TCA: PBS Unveils Premiere Dates, New Antiquing Competition Series ‘Market Wars’
Diane Haithman is contributing to Deadline’s TCA coverage.
At the first day of the winter TCA in Pasadena, PBS president and CEO Paula Kerger found herself defending the mission of public broadcasting against comparisons to the mission of cable television — most notably HBO — particularly in light of PBS’ continued struggle to survive with dwindling public support. Prompting questions from journalists during the panel was a recent New York Times article that focused on PBS’ multiple-Emmy-winning Downton Abbey, which premiered on the “Masterpiece” anthology last January and has been widely compared to the type of programming one might view on HBO. PBS had launched an aggressive, network-style Emmy campaign for the series. Also fueling the discussion was PBS’ marketing campaign for Ken Burns’ Prohibition series, which piggybacked on the promotional blitz for HBO’s Boardwalk Empire, Martin Scorsese’s Prohibition-era drama series, by holding a joint roundtable discussion with PBS darling Burns and creators of the HBO series. Said Kerger: “I think what the article was talking about was, first, it was focused on Downton being a hit — it’s funny how many people have told me that PBS was cool again, I always thought it was cool, but that’s my opinion.” She said the only relevant comparison between HBO and today’s PBS is “we both produce quality programming.”

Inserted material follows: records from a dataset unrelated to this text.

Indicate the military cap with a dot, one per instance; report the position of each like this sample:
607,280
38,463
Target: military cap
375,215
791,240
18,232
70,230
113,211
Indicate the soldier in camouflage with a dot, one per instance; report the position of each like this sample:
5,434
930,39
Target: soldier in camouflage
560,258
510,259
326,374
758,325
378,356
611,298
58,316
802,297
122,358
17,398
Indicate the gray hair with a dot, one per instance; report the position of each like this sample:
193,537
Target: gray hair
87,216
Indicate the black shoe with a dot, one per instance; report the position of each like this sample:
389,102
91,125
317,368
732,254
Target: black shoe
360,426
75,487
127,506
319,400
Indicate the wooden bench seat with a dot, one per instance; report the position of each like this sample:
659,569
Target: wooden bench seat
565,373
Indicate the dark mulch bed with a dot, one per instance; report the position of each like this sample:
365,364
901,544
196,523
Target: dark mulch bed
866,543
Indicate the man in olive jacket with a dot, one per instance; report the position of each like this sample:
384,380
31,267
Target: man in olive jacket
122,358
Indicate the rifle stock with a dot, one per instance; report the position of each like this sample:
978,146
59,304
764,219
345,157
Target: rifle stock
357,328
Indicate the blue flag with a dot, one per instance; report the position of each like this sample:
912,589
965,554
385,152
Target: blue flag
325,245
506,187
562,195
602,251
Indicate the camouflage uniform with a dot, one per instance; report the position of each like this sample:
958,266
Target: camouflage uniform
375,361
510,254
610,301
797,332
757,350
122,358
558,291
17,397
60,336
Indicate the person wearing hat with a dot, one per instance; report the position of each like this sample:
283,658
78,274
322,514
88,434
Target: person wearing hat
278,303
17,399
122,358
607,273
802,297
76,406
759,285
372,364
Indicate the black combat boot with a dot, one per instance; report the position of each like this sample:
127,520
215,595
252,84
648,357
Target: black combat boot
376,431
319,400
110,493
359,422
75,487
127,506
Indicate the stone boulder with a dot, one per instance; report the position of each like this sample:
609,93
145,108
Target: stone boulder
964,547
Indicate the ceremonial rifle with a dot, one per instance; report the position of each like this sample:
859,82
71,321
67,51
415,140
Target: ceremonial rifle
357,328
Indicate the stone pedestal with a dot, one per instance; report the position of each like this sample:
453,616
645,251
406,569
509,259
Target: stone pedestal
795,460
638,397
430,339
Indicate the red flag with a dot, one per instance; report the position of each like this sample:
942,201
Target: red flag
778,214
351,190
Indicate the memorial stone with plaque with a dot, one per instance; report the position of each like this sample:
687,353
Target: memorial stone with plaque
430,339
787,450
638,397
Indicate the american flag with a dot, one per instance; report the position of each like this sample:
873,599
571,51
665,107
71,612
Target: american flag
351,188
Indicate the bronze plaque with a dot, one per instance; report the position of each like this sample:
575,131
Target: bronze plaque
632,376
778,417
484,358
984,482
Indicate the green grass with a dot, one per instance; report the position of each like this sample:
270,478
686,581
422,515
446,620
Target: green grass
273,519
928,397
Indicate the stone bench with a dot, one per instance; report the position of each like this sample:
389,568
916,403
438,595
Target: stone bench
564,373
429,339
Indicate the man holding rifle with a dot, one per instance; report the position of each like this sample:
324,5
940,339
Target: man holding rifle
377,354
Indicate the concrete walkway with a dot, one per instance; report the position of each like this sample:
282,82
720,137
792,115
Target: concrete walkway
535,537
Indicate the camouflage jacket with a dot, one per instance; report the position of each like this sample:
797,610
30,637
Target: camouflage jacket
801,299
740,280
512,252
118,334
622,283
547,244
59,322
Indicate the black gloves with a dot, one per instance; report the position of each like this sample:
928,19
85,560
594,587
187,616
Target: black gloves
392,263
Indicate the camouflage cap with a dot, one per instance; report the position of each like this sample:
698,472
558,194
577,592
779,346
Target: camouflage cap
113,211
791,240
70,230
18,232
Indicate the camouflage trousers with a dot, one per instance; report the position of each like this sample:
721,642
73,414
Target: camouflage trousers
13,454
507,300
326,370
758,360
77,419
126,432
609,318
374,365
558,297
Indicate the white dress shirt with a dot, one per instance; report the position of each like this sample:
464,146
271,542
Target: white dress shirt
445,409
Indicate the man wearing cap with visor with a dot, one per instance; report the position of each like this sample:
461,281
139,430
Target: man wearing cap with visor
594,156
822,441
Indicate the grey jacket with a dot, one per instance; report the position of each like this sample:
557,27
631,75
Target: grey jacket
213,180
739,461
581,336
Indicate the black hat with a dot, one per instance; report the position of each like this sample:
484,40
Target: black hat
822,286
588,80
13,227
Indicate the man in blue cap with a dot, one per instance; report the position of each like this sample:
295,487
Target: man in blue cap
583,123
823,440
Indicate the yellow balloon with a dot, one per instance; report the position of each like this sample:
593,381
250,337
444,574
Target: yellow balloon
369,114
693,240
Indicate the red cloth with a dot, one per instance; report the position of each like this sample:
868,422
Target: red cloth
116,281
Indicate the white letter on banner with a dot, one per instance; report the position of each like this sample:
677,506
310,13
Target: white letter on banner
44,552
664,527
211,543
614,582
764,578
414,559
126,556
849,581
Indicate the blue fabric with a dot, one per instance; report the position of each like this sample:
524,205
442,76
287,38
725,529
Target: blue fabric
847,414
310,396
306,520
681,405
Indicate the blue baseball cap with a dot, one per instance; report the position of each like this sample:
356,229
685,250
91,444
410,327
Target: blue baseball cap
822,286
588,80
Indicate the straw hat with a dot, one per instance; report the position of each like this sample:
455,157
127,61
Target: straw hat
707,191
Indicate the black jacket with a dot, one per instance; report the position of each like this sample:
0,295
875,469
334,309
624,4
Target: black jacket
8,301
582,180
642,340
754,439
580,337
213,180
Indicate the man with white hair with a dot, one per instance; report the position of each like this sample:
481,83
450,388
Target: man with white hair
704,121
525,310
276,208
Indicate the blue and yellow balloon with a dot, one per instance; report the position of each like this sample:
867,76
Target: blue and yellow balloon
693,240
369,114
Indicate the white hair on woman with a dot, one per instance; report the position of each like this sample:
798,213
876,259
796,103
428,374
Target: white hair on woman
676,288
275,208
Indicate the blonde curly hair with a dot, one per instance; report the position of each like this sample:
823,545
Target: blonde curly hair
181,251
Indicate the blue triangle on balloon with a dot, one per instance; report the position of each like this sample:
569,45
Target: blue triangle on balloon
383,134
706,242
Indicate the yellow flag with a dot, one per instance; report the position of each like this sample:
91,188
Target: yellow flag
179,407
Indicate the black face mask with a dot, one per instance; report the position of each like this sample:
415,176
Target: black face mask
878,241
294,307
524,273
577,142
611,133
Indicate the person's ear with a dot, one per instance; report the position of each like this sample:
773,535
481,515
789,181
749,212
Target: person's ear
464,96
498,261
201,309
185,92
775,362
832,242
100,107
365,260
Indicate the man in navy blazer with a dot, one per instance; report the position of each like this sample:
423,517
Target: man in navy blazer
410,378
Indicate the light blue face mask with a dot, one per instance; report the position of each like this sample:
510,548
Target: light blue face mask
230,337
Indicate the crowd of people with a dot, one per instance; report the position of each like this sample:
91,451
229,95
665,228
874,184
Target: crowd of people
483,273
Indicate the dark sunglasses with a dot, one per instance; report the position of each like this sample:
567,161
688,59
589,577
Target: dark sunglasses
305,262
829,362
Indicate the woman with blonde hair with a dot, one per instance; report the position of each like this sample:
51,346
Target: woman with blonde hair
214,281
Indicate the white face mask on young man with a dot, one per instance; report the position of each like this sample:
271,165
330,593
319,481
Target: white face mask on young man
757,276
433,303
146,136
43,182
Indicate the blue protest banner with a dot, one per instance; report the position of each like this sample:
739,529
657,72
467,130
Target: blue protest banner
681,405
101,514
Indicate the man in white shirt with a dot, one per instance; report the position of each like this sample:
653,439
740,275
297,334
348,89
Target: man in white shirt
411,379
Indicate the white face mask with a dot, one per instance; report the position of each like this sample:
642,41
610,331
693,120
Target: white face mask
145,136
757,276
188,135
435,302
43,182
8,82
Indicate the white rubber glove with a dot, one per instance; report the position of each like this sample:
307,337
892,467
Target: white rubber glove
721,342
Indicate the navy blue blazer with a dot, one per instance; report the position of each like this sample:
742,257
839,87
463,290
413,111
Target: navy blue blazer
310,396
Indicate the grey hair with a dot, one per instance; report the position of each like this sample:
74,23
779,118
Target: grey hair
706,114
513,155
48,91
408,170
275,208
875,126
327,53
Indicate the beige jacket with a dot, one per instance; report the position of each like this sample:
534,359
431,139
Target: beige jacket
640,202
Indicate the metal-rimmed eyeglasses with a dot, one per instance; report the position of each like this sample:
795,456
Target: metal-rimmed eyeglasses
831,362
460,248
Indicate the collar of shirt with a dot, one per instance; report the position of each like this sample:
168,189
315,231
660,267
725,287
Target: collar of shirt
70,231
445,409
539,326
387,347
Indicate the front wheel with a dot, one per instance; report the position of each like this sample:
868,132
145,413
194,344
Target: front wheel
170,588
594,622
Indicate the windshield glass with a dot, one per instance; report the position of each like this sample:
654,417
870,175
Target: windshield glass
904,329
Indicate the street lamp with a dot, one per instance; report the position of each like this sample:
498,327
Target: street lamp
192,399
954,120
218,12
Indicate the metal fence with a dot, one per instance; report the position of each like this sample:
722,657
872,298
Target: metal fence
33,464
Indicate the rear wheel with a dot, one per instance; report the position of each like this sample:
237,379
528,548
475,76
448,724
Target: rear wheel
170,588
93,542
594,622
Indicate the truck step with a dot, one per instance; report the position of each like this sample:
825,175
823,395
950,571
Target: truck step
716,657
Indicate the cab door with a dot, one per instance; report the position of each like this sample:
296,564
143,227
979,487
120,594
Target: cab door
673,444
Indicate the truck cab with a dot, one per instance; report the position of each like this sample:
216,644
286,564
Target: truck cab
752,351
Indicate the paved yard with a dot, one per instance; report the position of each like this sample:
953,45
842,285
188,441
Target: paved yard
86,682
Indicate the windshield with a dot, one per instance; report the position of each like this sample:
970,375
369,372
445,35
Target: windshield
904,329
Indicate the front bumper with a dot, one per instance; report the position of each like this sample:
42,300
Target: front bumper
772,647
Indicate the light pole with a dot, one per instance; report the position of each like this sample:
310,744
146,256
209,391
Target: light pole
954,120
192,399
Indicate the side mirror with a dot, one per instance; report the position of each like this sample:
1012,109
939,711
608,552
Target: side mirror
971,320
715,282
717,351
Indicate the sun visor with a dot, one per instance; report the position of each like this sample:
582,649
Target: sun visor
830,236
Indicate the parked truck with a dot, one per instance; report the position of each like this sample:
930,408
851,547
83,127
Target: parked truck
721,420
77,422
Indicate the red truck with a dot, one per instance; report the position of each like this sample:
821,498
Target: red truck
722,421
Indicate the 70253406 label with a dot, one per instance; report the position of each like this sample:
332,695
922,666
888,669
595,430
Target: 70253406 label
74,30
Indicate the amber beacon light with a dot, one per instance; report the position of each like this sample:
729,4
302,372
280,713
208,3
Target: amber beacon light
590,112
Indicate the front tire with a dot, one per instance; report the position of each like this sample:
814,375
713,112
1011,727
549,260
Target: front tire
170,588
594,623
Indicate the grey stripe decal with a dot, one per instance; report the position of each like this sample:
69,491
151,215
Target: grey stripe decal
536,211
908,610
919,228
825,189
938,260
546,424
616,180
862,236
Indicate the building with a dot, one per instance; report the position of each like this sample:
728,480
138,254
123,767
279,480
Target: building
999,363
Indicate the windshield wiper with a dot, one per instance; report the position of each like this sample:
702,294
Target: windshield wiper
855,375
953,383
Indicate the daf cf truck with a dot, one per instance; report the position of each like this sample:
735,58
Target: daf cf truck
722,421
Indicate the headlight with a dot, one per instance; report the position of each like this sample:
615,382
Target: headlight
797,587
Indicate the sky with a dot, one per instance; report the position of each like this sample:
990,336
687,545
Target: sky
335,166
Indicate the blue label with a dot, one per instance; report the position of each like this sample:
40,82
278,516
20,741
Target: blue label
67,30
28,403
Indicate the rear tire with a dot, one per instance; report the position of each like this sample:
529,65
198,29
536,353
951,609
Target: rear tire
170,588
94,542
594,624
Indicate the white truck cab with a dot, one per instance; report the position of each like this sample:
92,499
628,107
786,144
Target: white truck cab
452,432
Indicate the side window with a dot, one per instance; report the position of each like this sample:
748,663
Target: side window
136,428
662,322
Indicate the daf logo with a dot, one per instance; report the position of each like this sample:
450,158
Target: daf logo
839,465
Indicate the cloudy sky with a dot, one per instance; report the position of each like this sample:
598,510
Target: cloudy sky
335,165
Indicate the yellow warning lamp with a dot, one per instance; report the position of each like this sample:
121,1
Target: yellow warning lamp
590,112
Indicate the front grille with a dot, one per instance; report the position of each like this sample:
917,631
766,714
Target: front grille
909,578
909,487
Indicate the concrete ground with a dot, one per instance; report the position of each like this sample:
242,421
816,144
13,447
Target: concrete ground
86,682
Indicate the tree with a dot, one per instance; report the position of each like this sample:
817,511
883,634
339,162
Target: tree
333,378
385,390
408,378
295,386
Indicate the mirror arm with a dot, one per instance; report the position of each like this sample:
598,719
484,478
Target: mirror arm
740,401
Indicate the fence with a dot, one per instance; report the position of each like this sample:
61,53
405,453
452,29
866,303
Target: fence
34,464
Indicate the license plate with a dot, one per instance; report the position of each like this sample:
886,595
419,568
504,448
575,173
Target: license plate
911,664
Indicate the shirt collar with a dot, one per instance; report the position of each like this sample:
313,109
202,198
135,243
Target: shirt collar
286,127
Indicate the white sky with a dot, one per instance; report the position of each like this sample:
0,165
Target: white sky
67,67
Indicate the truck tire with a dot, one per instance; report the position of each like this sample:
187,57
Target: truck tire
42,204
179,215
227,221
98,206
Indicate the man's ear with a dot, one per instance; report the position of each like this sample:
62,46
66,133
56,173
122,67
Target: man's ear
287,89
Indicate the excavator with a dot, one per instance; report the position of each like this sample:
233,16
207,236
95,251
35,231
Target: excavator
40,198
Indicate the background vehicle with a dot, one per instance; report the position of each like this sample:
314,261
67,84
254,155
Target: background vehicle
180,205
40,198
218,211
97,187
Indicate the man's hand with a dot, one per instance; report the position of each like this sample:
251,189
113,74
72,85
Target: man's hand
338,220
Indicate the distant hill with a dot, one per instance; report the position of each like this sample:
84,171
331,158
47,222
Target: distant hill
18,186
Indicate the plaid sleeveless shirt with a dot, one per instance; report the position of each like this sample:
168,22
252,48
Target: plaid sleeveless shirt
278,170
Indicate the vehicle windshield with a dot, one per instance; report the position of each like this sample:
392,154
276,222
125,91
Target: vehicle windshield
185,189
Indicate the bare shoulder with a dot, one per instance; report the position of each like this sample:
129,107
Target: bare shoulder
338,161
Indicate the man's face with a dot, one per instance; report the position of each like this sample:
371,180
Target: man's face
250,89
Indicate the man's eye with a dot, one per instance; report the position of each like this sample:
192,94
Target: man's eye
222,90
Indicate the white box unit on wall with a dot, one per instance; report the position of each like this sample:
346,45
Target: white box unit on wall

Kerger talked about how PBS, like cable and network TV, is becoming more aggressive in using social media and online resources to promote and brand programming, citing PBS web series that are being test-marketed online but may someday move to being shown on PBS. However, she bristled a bit at the suggestion that using marketing techniques embraced by commercial television dilutes the public broadcasting mission. “I’m not criticizing commercial television; I love TV, but I’m not in the same business as anyone else that will stand on this stage,” she said, referring to the ongoing TCA which in ensuing days will bring in executives from cable and broadcast networks. She referred to those networks as being driving by “Wall Street, not Main Street,” and noted that PBS is still ahead of the pack in offering quality arts, science and history programming.
Kerger also addressed a question about whether, Market Wars, a newly announced competition series developed out of the successful Antiques Roadshow franchise, means that PBS is selling out, so to speak, to reality television “ It’s clear that reality shows have not taken over PBS, but we think there is a place for smart, reality television,” she said.
Kerger also said that all of PBS news programs would offer expanded coverage of the 2012 presidential campaign. And she was called upon to address Republican hopeful Mitt Romney’s recent call to end federal funding for PBS — proposing that public broadcasting could make up for the cut by running ads. Kerger said bluntly that PBS could not survive without government funding, saying that in the aggregate federal funding represents about 15% of PBS funding. “I m glad that he said that he liked public broadcasting; we have always had bipartisan support,” she said. “[But] that money could not be made up. I hope what we hope to do is to make it clear to our officials that we have broad public support. The one group that elected officials listen to is our constituents.”